Johansson earned his shot at the world heavyweight crown when he knocked out top ranked contender Eddie Machen in the first round of their elimination match on 14 September 1958. In front of 53,615 fans in Ullevi football stadium, Johansson downed Machen three times, finally finishing him with a barrage of punches at 2:16 of the first round. Johansson then signed to fight champion Floyd Patterson.

Johansson was a colourful figure in New York City as he trained for the fight. Eschewing the monastic training regimen favored by Patterson and other fighters, Johansson trained at the Catskill resort of Grossingers. He did not seem to train particularly hard, and was often seen at night spots with his attractive girlfriend, Elaine Sloane, whom he asked out while she was working for Sports Illustrated.

He entered the ring in Yankee Stadium on 26 June 1959, as a 5–1 underdog.
Johansson spent the first two rounds of the encounter retreating and flicking a light left jab at the champion. In the third round, Johansson threw a wide left hook that Patterson blocked with his right hand. When he moved his right hand away from its protective peek-a-boo position before his chin, Johansson drilled him with a short powerful right hand. Patterson went down, arose on unsteady legs and was out on his feet. Johansson followed up his advantage and sent Patterson down six more times in the round before the bout was stopped by referee Ruby Goldstein. Johansson celebrated with his girlfriend and future wife Birgit Lundgren and the next day a headline in a New York newspaper expressed the city's amazement. It read: "Ingo – It's Bingo." When Johansson returned to Sweden, he flew in on a helicopter, landing in the main football stadium in Gothenburg, his home town, and was cheered by 20,000 people. He appeared on the cover of Sports Illustrated, as well as the cover of Life magazine on 20 July 1959, alongside Birgit.
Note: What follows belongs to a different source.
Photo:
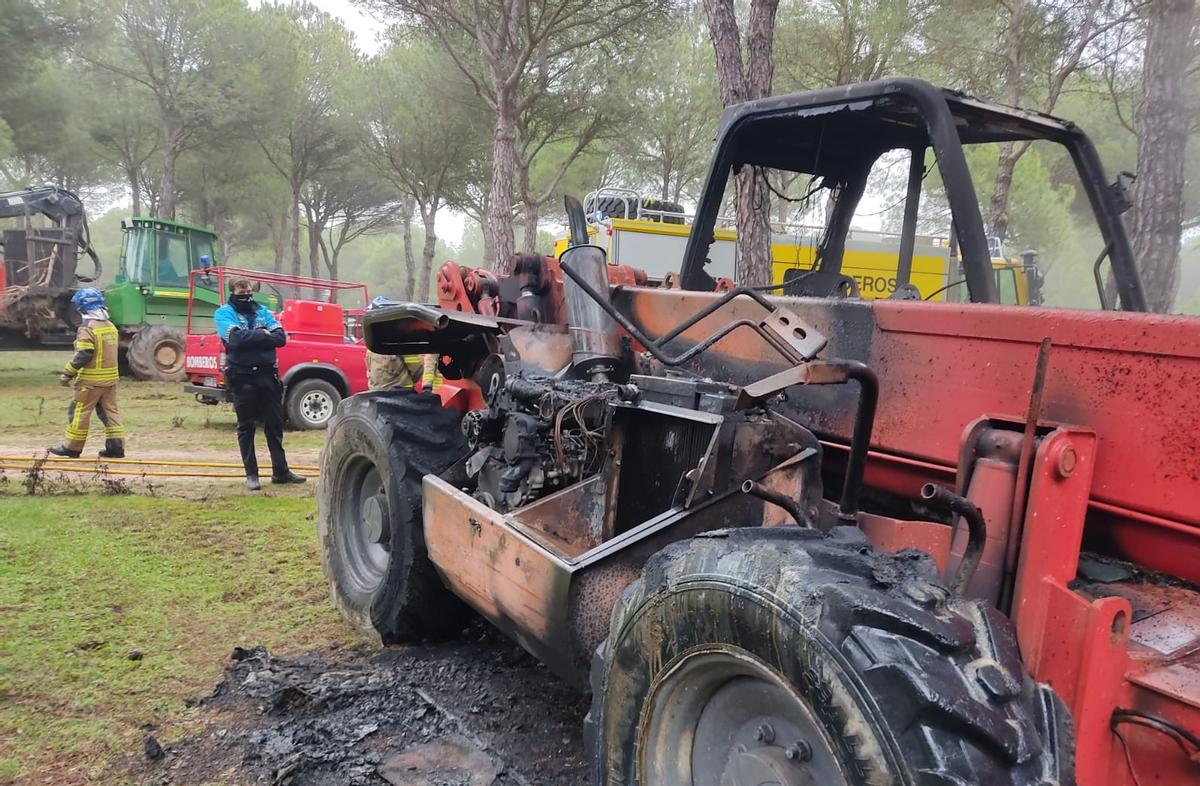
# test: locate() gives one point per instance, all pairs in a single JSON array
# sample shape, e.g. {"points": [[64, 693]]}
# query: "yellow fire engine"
{"points": [[651, 235]]}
Johansson was a flamboyant champion – a precursor to the "Swinging Sixties". One publication dubbed Johansson "boxing's Cary Grant" and in 1960 he appeared in the movie All the Young Men as a marine, alongside stars Alan Ladd and Sidney Poitier. Wherever he went, in the U.S. or in Sweden, he had a beautiful woman on his arm, with paparazzi snapping pictures.

At that point, retired heavyweight champion Rocky Marciano, who sat ringside and witnessed as Johansson knocked out Patterson, considered a possible comeback for a championship bout versus Johansson. He entered a training camp, keeping it low profile, but dropped the idea because he could not get into the condition he previously had, feeling he was too old for a title fight.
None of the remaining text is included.